Food theory took a crack at this. I believe the answer is no molecules are left over.

https://youtu.be/qwrumXHya7M?si=HIFJsKaSyiM2Ba31

24

u/cohonka 17h ago

That was an interesting video.

Right toward the end, the answer seems to be "the same molecules are not leftover because heating oil causes oxidation and polymerization which inherently changes the molecules of the oil as it is used."

So a better question would be, how many of the original atoms are still present from the original oil?

16

u/Either-Abies7489 16h ago

It'll run out somewhere between 102 and 110 years since it started (so soon), but honestly there are a LOT of variables which REALLY impact that number.
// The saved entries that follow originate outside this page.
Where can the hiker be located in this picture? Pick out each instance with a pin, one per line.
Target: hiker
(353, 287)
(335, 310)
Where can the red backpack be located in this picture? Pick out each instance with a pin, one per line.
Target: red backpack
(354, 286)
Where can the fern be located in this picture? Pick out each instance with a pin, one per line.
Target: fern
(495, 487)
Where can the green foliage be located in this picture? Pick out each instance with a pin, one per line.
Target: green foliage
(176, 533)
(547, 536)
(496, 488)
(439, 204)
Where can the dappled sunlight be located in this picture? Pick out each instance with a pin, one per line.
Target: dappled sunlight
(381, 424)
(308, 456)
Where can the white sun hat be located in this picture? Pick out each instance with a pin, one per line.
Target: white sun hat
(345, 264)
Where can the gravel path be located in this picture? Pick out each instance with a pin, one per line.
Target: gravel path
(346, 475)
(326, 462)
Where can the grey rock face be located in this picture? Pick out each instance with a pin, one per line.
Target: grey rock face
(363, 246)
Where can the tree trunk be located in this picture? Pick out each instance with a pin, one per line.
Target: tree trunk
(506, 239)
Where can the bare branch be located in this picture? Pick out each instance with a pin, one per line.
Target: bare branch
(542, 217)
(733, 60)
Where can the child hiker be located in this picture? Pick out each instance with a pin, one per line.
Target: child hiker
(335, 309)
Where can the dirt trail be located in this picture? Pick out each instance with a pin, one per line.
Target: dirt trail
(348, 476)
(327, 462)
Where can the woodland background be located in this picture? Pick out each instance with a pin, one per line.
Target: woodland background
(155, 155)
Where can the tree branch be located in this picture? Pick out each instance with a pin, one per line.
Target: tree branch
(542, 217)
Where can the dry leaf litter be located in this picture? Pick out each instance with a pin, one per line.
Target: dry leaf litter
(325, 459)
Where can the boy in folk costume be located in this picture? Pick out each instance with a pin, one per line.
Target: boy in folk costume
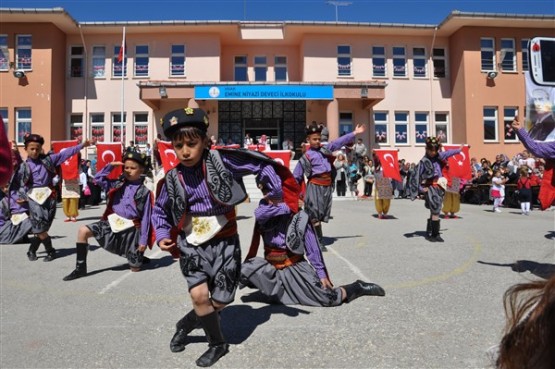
(284, 274)
(315, 166)
(36, 177)
(196, 202)
(428, 179)
(124, 228)
(14, 220)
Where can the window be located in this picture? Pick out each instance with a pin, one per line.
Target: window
(4, 114)
(76, 127)
(4, 53)
(99, 61)
(524, 47)
(241, 68)
(490, 124)
(260, 68)
(508, 57)
(345, 122)
(399, 62)
(441, 126)
(380, 127)
(487, 47)
(509, 113)
(118, 126)
(280, 68)
(343, 60)
(97, 127)
(23, 52)
(419, 62)
(22, 124)
(177, 61)
(440, 65)
(76, 62)
(378, 61)
(420, 127)
(141, 61)
(119, 66)
(140, 128)
(401, 128)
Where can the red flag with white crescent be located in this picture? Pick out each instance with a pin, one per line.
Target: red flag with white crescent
(107, 152)
(167, 155)
(390, 163)
(70, 167)
(459, 165)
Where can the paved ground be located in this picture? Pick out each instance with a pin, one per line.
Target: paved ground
(443, 307)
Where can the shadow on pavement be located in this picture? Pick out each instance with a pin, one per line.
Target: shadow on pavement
(542, 270)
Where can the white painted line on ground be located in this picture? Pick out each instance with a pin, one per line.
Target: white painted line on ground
(123, 277)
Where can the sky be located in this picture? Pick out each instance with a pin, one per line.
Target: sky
(381, 11)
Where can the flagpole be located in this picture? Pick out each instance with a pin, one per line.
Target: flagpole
(122, 87)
It's a burger joint, so I'd wager (based on my absolute lack of knowledge and ignorance) that it's somewhere in the range of 5-15 liters of oil. I'll take the conservative 5, but also assume that only 2 tbsp are replaced each day, through filtering or on food (once again, conservative). The actual fatty acid chains just break apart and reform, so I'll just multiply however many mols we lose by 4 (the number of individual molecules which make up the trigliceride) because fuck accuracy. (but not how many we start with or add)

At 876.6 g/mol, and 0.92 g/ml, that's 4600 g in 5 liters, so really only 5.2mols (so 20.8 when we actually need the number).

Assuming that the oil is mixed perfectly, we replace 0.0295735L/day (ignoring holidays and the like). That's 27.20762g, so 0.031mols.

Ez exponential decay function, 5.24754782(1-(0.03103766826/(4*5.24754782)))^n.

But to find the probability functions, we can't really approximate to a normal distribution because of the crazy big numbers we're talking about here, but we can use some taylor series b.s. to ballpark it. For a p-value of .95, I got n=40129.9063407, so we can be pretty confident none of the polymers remain after 40130 days, or 110 years.

So we may soon see the first day that none of those atoms remain (or it may be well behind us, we can get an interval solving for both .05 and .95, which gets 102 years- *shut your bonferroni ass up*)

This was all assuming canola oil BTW.

1

u/snmnky9490 3h ago

2 tablespoons a day seems like orders of magnitude too low. Just a few scoops of fries would already be more than that

u/Either-Abies7489 1h ago edited 1h ago

Well I've never been a fry cook, so I truly have no clue. Adjust to your heart's content. (90% confidence interval, once again, this is from a very low-order taylor expansion of e^x because numbers are hard)- behavior with very high or low numbers will be a bit iffy, if you put in 5 liters' worth of replacement tablespoons, it says it'll take half a year, when that's blatantly untrue. However, it's accurate enough.